Escaping the echo chamber
There are many more examples of harmful echo-chamber-influenced policies that go against public opinion but are vocally supported by allegedly community-based organizations that would scarcely exist without Ottawa’s largesse, including:
- Open-door immigration policies that sparked a housing and affordability crisis and threaten security. More than 40 per cent of Canadians now agree that “there is too much immigration to Canada.”
- Identity politics that influence the federal government’s refusal to crack down on the explosion of antisemitism in Canada in the wake of the October 7, 2023, Hamas terrorist attacks on Israel.
- A $700-million federal bailout of private media organizations – with significant funding earmarked for EDI initiatives – that ignores the objections of leading journalists who fear it will lead to biased coverage and undermine public trust in journalism.
- The imposition of EDI policies (especially in the civil service and academia) that sow division and create a hostile environment for opponents of the ideology. EDI is also contrary to public opinion: a recent Leger study shows that most Canadians – including a majority of visible-minority citizens – oppose EDI policies like affirmative-action.
- Gender “self-ID” policies in the Correctional Service of Canada that permit male prisoners to suddenly claim “prison-onset gender dysphoria” and then be housed with female inmates – a practice opposed by 70 per cent of Canadians.

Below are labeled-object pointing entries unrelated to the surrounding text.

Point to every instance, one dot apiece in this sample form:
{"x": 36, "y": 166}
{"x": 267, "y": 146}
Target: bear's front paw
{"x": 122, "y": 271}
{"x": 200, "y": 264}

Federal governments have a host of other procedural tricks at their disposal to manufacture consent and push their agendas through the House of Commons – some of which are particularly useful for minority governments. They can enter into “confidence and supply agreements” with other parties to ensure support, employ time allocation and closure motions to limit debate, and bury controversial measures in omnibus bills. But eventually, time – and the public’s patience – runs out for every government.
Canadians are clearly fed up with policies that undermine national unity, endanger their safety, and impoverish their pocket books. It’s not too late to steer the country in a better direction. But for that to happen, Canada’s rulers will need to leave their ideological echo chamber, defund the handsomely subsidized choir that gives their policies a meagre patina of grassroots approval, and start seeking out and then listening to the views of everyday Canadians.